Statistics from the London Metropolitan Police revealed that 49 per cent of knife crime perpetrators in the capital are teenaged or younger, with 41 per cent of offenders aged between 15 and 19 and eight per cent aged between ten and 14.
Chief Superintendent Ade Adelekan, head of the Met’s Violent Crime Task Force, said the figures illustrate how “more and more young” people were getting caught up in knife crime.
“Violence is top of the agenda for the Met and knife crime injury victims under 25 are 15 per cent down,” he said, telling an event held by policy debate forum Westminster Insight that figures were “heading in the right direction”.
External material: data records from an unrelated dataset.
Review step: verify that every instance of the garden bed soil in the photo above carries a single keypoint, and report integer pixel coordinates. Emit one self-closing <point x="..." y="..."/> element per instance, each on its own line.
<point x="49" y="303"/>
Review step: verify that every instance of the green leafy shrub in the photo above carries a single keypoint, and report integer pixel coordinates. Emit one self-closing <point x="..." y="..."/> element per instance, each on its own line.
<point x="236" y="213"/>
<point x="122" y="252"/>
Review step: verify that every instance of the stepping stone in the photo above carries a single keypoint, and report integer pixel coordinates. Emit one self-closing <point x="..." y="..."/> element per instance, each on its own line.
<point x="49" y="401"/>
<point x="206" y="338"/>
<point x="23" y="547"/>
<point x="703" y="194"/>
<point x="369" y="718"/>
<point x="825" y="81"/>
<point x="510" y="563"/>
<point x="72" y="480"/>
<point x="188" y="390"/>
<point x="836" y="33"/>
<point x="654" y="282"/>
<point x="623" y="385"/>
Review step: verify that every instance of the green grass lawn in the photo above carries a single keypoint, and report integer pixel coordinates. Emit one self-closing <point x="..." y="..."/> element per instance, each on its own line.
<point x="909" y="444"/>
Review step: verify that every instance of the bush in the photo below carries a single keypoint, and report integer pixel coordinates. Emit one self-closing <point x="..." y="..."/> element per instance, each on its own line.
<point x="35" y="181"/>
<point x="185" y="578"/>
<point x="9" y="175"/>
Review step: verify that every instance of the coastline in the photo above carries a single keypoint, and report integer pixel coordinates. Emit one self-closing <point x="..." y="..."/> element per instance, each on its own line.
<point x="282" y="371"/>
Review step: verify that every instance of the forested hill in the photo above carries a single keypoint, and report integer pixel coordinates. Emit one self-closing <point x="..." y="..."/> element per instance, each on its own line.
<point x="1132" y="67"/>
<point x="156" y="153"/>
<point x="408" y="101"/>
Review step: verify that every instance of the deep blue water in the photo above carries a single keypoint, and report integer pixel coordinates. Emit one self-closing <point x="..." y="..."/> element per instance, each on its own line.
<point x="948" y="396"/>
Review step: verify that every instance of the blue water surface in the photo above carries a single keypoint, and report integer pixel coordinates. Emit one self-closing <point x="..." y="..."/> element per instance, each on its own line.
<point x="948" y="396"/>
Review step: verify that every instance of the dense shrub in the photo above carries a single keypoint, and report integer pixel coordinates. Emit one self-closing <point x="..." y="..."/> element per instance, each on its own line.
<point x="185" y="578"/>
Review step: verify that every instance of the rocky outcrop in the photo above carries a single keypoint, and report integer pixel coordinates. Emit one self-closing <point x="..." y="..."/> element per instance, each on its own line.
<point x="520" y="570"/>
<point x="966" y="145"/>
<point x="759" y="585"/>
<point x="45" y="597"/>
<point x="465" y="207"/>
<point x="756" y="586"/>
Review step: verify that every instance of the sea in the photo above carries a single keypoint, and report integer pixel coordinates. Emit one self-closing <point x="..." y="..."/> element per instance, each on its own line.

“Part of our success around this has been down to increasing our use of stop and search,” he explained, reporting a “significant” boost in the use of the tactic in recent months.
The police chief admitted officers have needed to “re-educate” themselves on the correct way to conduct a stop and search, with many losing the “art and skill” in the years since Theresa May, then home secretary, demanded drastic cuts to their use of the power, which she alleged was “unfair, especially to young black men”.
Regarding the ethnic profile of people involved in knife crime, Mr Adelekan said that 73 per cent of offenders and 53 per cent of victims were from a black or ethnic minority background, the Evening Standard reports.
Knife crime in the capital reached a record high last year under London mayor Sadiq Khan, rising 15 per cent to reach 14,987 offences in total — a figure representing 38 per cent of all blade-related crime across England and Wales.
While the Labour mayor performed a U-turn on his campaign promise to slash the use of stop and search, other figures in his party remain fiercely opposed to the policing tactic, insisting the only solution to spiralling violence in the capital is further “investment” in youth activity centres and social work.
Other than his flip on stop and search, however, Mayor Khan has largely rejected pleas for a return to a law and order-style policing to tackle the problem, instead launching a “public health approach” to violent crime, which he continues to insist is a matter of insufficient funding from central government.